I may have been in a similar situation where I wanted the Spring Data JPA @CreatedDate
annotation to work, but had no need for the user-level auditing that is otherwise described in their documentation.
To get the annotation-based auditing to work, I had to nonetheless add a class to my project that implemented org.springframework.data.domain.AuditorAware
. This is odd because you don't actually seem to use the value returned from the getCurrentAuditor()

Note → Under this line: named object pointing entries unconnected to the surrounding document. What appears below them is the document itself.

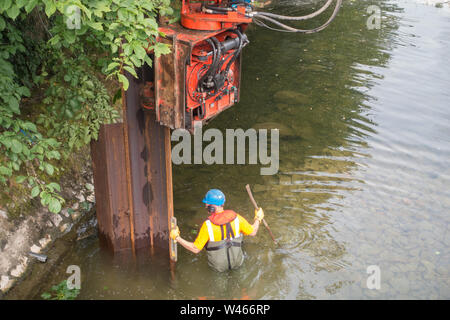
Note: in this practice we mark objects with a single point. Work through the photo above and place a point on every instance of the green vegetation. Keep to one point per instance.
(60, 64)
(61, 292)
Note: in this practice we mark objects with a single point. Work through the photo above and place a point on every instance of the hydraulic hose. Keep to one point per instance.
(287, 28)
(299, 18)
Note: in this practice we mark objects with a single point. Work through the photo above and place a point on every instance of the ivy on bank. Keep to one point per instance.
(54, 59)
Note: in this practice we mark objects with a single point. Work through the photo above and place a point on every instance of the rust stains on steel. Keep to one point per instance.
(136, 182)
(112, 205)
(128, 171)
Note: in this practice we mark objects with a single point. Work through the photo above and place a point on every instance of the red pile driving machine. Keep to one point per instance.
(200, 77)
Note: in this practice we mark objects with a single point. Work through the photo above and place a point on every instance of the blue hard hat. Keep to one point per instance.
(214, 196)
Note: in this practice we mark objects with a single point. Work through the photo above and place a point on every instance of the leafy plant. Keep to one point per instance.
(56, 60)
(61, 292)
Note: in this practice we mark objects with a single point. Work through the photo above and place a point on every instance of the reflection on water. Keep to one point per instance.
(364, 169)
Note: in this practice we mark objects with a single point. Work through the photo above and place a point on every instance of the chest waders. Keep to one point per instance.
(225, 254)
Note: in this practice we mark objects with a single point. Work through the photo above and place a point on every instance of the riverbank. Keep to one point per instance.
(36, 231)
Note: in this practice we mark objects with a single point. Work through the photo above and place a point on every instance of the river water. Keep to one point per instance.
(364, 173)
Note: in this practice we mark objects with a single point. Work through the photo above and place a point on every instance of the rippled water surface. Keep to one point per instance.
(364, 119)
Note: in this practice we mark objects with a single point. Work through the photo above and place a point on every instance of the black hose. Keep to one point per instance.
(291, 29)
(299, 18)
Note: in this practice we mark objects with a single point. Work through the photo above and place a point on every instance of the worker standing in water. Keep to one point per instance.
(222, 233)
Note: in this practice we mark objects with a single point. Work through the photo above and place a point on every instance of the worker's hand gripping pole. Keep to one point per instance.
(173, 243)
(256, 207)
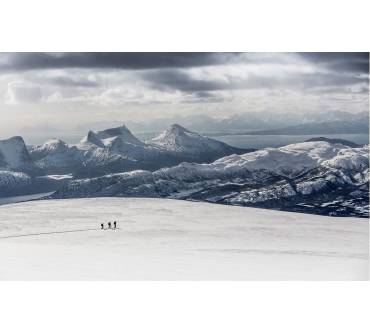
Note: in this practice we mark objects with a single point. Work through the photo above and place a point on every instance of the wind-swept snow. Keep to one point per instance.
(161, 239)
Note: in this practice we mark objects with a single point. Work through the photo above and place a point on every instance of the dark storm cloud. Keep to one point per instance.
(341, 61)
(147, 60)
(72, 82)
(180, 80)
(173, 79)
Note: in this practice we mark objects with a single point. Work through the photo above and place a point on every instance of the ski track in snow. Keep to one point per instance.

method that you'll be implementing; mine just returns null
.
public class NullAuditorBean implements AuditorAware {
@Override
public Object getCurrentAuditor() {
return null;
}
}
I then needed to reference my "null object" AuditorAware
implementation in an entry in my applicationContext
to activate the JPA auditing. I had to make sure I did this before the line that specifies the jpa:repositories
. This looks something like:
<bean id="auditorBean" class="your.package.subbed.here.NullAuditorBean"/>
<jpa:auditing auditor-aware-ref="auditorBean"/>
I also had to add an orm.xml
file, and needed to formally reference it as a property of my entityManagerFactory
bean, like so:
<property name="mappingResources">
<value>META-INF/orm.xml</value>
</property>
Make sure this META-INF/orm.xml
entry is stored with your compile output (mine is in my WAR under WEB-INF/classes
.
That orm.xml
file, for the record, contained some boilerplate, which can be found in the answer to this related question.
It was a fair amount of work when I got this working. You may prefer your previous working solution!